In conclusion, the provision of tangible support from professional and close family member was central to reducing caregiving burden and improving caregivers’ QOL. Support provided by distant relatives, friends or neighbors, which was deemed inappropriate by caregivers, resulted in negative effect on caregivers’ emotional status. Discrepancies between support offered by distant relatives and friends or neighbors and support expected by caregivers may result in negative effects of social support. Caregiving burden, which affected caregivers’ physical condition, emotions, social life, and finances, may be the strongest negative predictor of caregivers’ QOL. However, positive perceptions of the caregiving role, including filial duty to parents, may buffer this negative effect. Socioeconomic factors (e.g., being female, older caregiver age, not married, and longer duration of care) also negatively affect caregivers’ QOL. Further studies using longitudinal designs with larger sample sizes and better qualitative data collection methods (e.g., in-depth interviews) are necessary for more confident generalizations.

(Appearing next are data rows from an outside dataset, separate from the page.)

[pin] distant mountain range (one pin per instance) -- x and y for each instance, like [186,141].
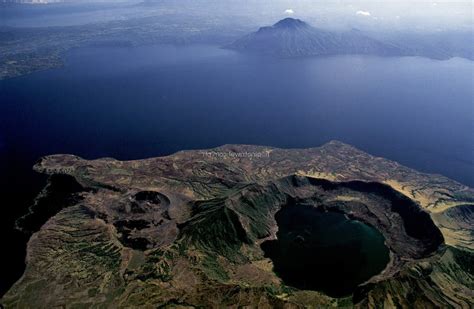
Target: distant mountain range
[292,37]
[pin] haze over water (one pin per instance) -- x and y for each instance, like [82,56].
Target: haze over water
[147,101]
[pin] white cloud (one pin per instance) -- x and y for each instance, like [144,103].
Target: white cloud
[363,13]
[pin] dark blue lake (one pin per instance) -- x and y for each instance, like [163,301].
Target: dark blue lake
[132,103]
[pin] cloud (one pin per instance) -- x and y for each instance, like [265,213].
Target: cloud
[363,13]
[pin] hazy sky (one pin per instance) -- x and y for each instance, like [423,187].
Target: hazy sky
[416,15]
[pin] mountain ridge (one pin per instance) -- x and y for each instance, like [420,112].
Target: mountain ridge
[291,37]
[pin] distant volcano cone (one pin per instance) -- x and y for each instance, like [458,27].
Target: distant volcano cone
[291,37]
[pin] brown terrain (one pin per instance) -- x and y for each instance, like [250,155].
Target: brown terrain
[185,230]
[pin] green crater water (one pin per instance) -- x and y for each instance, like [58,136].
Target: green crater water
[325,251]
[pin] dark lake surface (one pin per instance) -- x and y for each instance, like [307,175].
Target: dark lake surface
[137,102]
[325,251]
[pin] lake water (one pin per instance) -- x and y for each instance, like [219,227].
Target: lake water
[324,251]
[132,103]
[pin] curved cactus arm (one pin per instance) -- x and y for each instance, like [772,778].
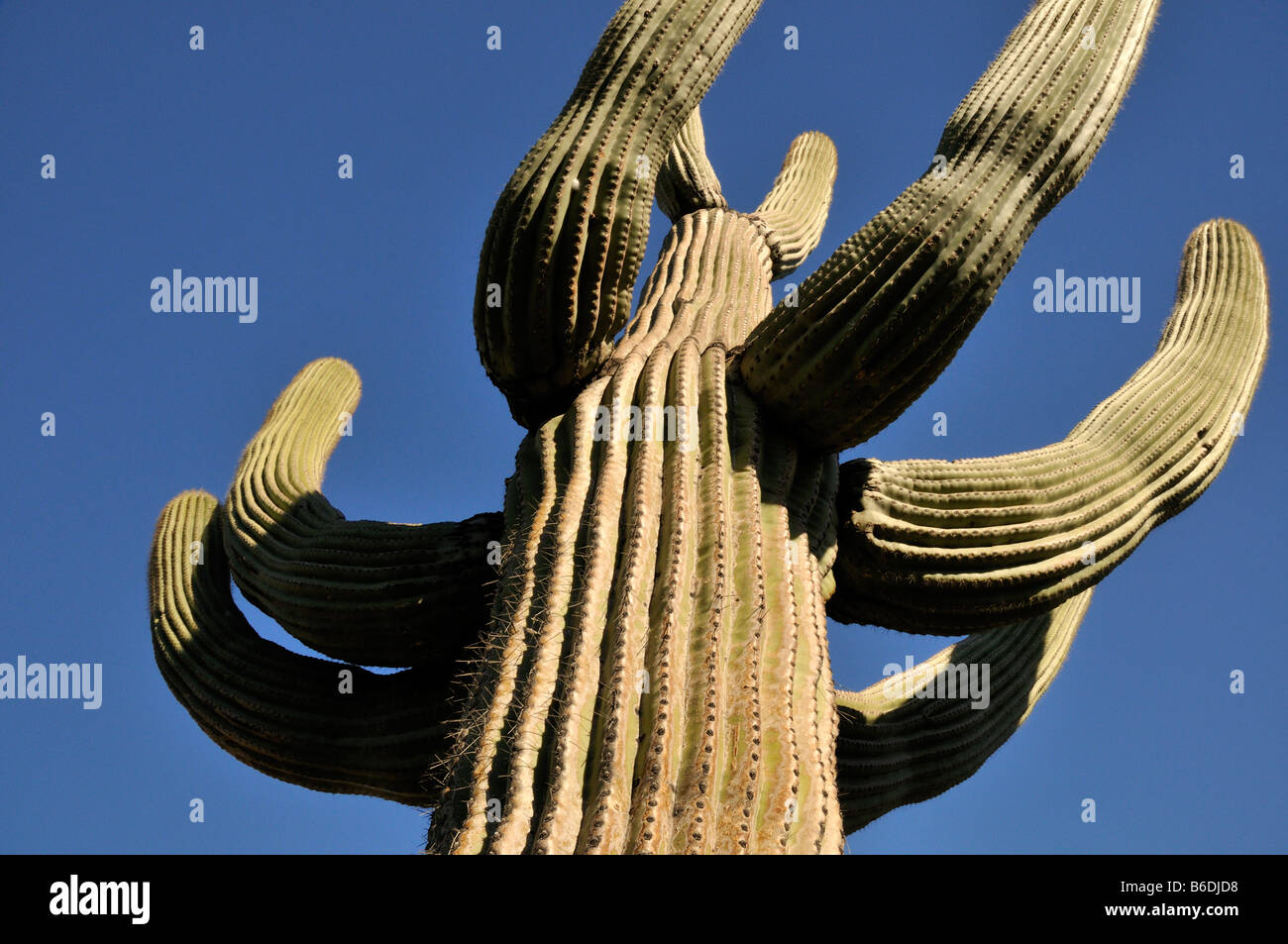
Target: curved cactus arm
[795,210]
[369,592]
[914,734]
[568,233]
[282,713]
[934,546]
[881,318]
[687,181]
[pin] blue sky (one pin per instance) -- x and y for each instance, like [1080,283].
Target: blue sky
[223,161]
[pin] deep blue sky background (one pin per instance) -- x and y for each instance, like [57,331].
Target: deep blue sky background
[224,162]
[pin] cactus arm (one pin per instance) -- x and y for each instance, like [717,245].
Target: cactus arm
[795,210]
[898,747]
[687,181]
[934,546]
[791,217]
[568,233]
[881,318]
[369,592]
[273,710]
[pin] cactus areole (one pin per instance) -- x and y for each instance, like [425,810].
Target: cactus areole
[635,656]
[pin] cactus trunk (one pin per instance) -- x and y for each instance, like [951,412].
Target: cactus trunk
[656,675]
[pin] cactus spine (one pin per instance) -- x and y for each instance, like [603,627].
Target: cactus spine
[648,672]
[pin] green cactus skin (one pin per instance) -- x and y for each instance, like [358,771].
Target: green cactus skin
[883,317]
[647,670]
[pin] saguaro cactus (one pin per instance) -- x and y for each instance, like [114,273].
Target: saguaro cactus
[647,668]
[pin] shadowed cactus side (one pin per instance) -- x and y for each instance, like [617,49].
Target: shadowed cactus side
[647,670]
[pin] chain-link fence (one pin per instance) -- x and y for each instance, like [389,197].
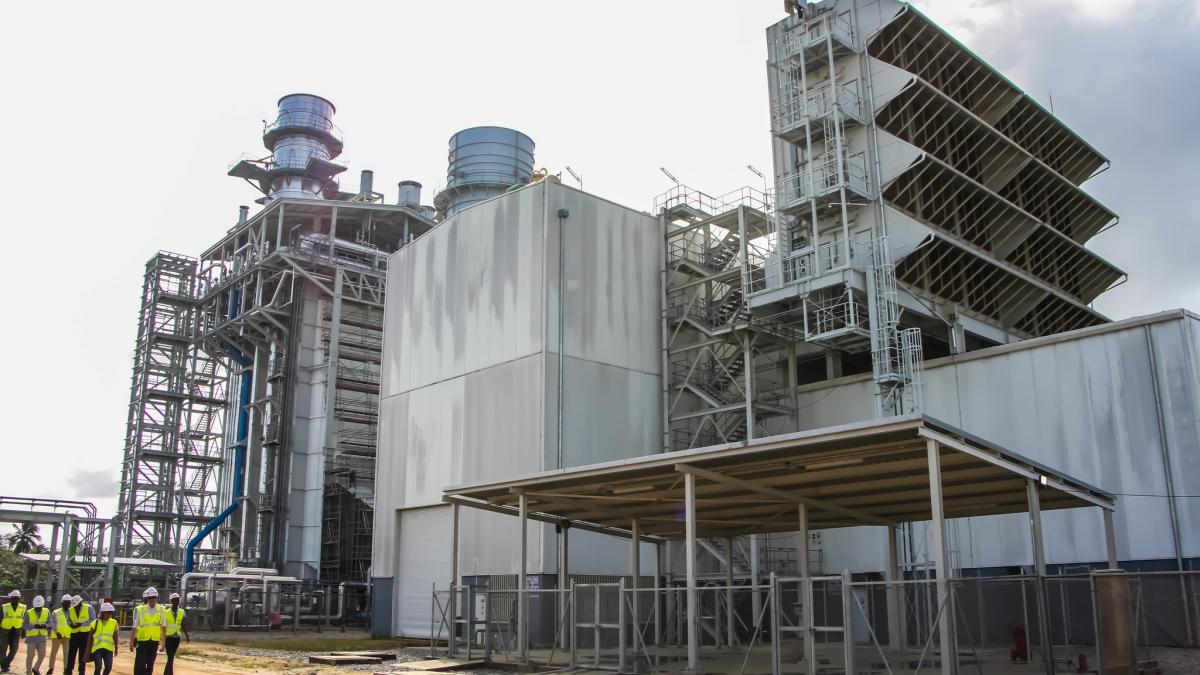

This work was supported by grants from the Ministry of Education, Culture, Sports, Science and Technology Japan (Future Medical Research Human Development Project); Nabari city (Home care research project); Tsu city (Community Medicine Course); and Kameyama city (Kameyama Community Medicine Research Grant) provided to the Department of Family Medicine, Mie University School of Medicine. Grants for graduate student research were also received from Mie University School of Medicine. The authors gratefully acknowledge support from doctors, nurses, and other staff from Mie University Department of Family Medicine, Takachaya Clinic, Ichishi Prefectural Hospital, Nabari City Hospital, Komori Clinic, Tsu Family Clinic, Kameyama City Health Center, Tsu Seikyo Hospital, Tone Clinic, Ochi Clinic, Ishiga Comprehensive Care Clinic, Nishioka Clinic, Yuge Medical Clinic, Tomidahama Hospital, Tanaka Clinic, and Mori Yagoto Clinic. Our gratitude also goes to medical students at Mie University (Minori Nakatani, Mayuko Yamakawa, Sachino Kira, Kei Higa) who helped in data imputation, and Dr. Yusri Dwi Heryanto, M.D., Ph.D., who provided statistical analysis support. We would like to express our gratitude to the participants who were willing to participate in this study. We also thank Audrey Holmes, MA, from Edanz Group (www.edanzediting.com/ac) for editing a draft of this manuscript.
Authors declare no conflict of interest.